Here are some stats comparing these values:
raw AG → RMSE = 1.7 ; slope = 1.02 ; intercept = 1.2 ; R2 = 0.91
corrected AG → RMSE = 1.8 ; slope = 0.89 ; intercept = 0.2 ; R2 = 0.92
So I still found quite interesting to observe that the slope for the raw AG measures in respect to the reference is close to 1, and also that the RMSE of the raw dew point is even lower than the one after correction.
(2)
Here’s a hypothetical example to illustrate the idea:
Day X: outside temperature starts at 30°C and then drops to 10°C in four hours
Day Y: outside temperature starts at 15°C and then drops to 10°C in four hours
Why would one expect that the sensor temperature readings in both days X and Y would be the same in the end (when outside temperature 10°C)? I think there will be a considerable difference between those readings due to the initial temperature the monitor was exposed to. If that’s the case, then the linear regression would yield different values - and likely on day X, it would present a greater deviation.

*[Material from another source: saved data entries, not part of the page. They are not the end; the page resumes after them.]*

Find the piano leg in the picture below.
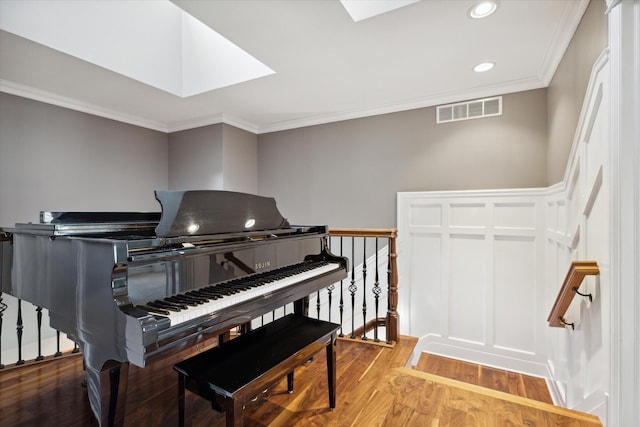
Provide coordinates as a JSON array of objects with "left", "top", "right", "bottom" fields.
[
  {"left": 293, "top": 296, "right": 310, "bottom": 316},
  {"left": 84, "top": 356, "right": 130, "bottom": 426},
  {"left": 101, "top": 361, "right": 130, "bottom": 426}
]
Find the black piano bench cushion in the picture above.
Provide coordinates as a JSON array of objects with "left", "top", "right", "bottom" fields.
[{"left": 173, "top": 314, "right": 339, "bottom": 427}]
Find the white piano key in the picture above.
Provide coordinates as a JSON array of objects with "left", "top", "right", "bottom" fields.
[{"left": 163, "top": 262, "right": 341, "bottom": 327}]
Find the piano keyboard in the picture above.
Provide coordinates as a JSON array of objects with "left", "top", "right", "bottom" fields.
[{"left": 136, "top": 261, "right": 341, "bottom": 327}]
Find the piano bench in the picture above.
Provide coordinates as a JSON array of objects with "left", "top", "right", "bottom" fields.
[{"left": 173, "top": 314, "right": 339, "bottom": 427}]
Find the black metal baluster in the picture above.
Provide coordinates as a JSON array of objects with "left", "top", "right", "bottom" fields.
[
  {"left": 373, "top": 238, "right": 381, "bottom": 342},
  {"left": 55, "top": 330, "right": 62, "bottom": 357},
  {"left": 16, "top": 299, "right": 24, "bottom": 365},
  {"left": 338, "top": 237, "right": 344, "bottom": 337},
  {"left": 348, "top": 237, "right": 357, "bottom": 339},
  {"left": 36, "top": 306, "right": 44, "bottom": 361},
  {"left": 0, "top": 294, "right": 6, "bottom": 368},
  {"left": 72, "top": 342, "right": 80, "bottom": 353},
  {"left": 327, "top": 282, "right": 334, "bottom": 322},
  {"left": 325, "top": 238, "right": 334, "bottom": 323},
  {"left": 361, "top": 238, "right": 368, "bottom": 341}
]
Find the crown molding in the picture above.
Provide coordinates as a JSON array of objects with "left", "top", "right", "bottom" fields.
[
  {"left": 167, "top": 113, "right": 258, "bottom": 134},
  {"left": 0, "top": 79, "right": 170, "bottom": 132},
  {"left": 0, "top": 79, "right": 260, "bottom": 135},
  {"left": 605, "top": 0, "right": 621, "bottom": 13},
  {"left": 538, "top": 0, "right": 590, "bottom": 86},
  {"left": 3, "top": 76, "right": 548, "bottom": 136},
  {"left": 256, "top": 76, "right": 547, "bottom": 134}
]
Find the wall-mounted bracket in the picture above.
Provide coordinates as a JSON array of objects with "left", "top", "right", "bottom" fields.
[
  {"left": 573, "top": 287, "right": 593, "bottom": 302},
  {"left": 559, "top": 317, "right": 575, "bottom": 330}
]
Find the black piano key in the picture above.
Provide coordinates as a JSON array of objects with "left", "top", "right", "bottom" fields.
[
  {"left": 214, "top": 284, "right": 243, "bottom": 293},
  {"left": 202, "top": 285, "right": 233, "bottom": 295},
  {"left": 149, "top": 300, "right": 185, "bottom": 311},
  {"left": 173, "top": 294, "right": 207, "bottom": 304},
  {"left": 147, "top": 301, "right": 180, "bottom": 312},
  {"left": 137, "top": 304, "right": 171, "bottom": 316},
  {"left": 166, "top": 295, "right": 200, "bottom": 306},
  {"left": 186, "top": 290, "right": 221, "bottom": 300}
]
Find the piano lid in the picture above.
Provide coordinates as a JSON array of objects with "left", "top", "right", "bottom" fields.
[
  {"left": 7, "top": 211, "right": 160, "bottom": 236},
  {"left": 154, "top": 190, "right": 290, "bottom": 238}
]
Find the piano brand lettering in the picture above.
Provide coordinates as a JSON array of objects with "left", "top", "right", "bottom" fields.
[{"left": 255, "top": 261, "right": 271, "bottom": 270}]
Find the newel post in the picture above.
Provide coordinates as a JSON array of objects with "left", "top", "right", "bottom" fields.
[{"left": 386, "top": 230, "right": 399, "bottom": 344}]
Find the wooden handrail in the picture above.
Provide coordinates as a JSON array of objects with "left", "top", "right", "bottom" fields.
[
  {"left": 547, "top": 261, "right": 599, "bottom": 328},
  {"left": 329, "top": 228, "right": 397, "bottom": 238},
  {"left": 328, "top": 228, "right": 399, "bottom": 344}
]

In other words, I think the corrected temperature should not only depend on the instant temperature as measured by the sensor, but also on some estimation of the outside air temperature variation (if at all possible - but maybe observing the ratio of the temperature change in the sensor itself could help).
Below is an example I have observed with the data I collected: we see two consecutive days and how the actual temperature dropped differently at night, even though it started more or less at the same level:
One may observe that, in the second drop (Sept 12th), the green line (actual outside temperature) has a steeper decrease, and both AG estimations (blue = raw ; red = corrected) are no longer able to keep the same pace (as opposed to what happened in the first drop on Sept 11th).
Again, I’m not sure if this is all true, as my monitor is quite far from the reference device, but at least on my mind the reasoning seems to make sense.
Looking forward to hearing other perspectives around these points, and hopefully learn more about it. I’ll keep collecting more data to have more robust analysis. (BTW, I was also wondering if we could also have access to the data used in the past to create the correction algorithms, that could be very insightful).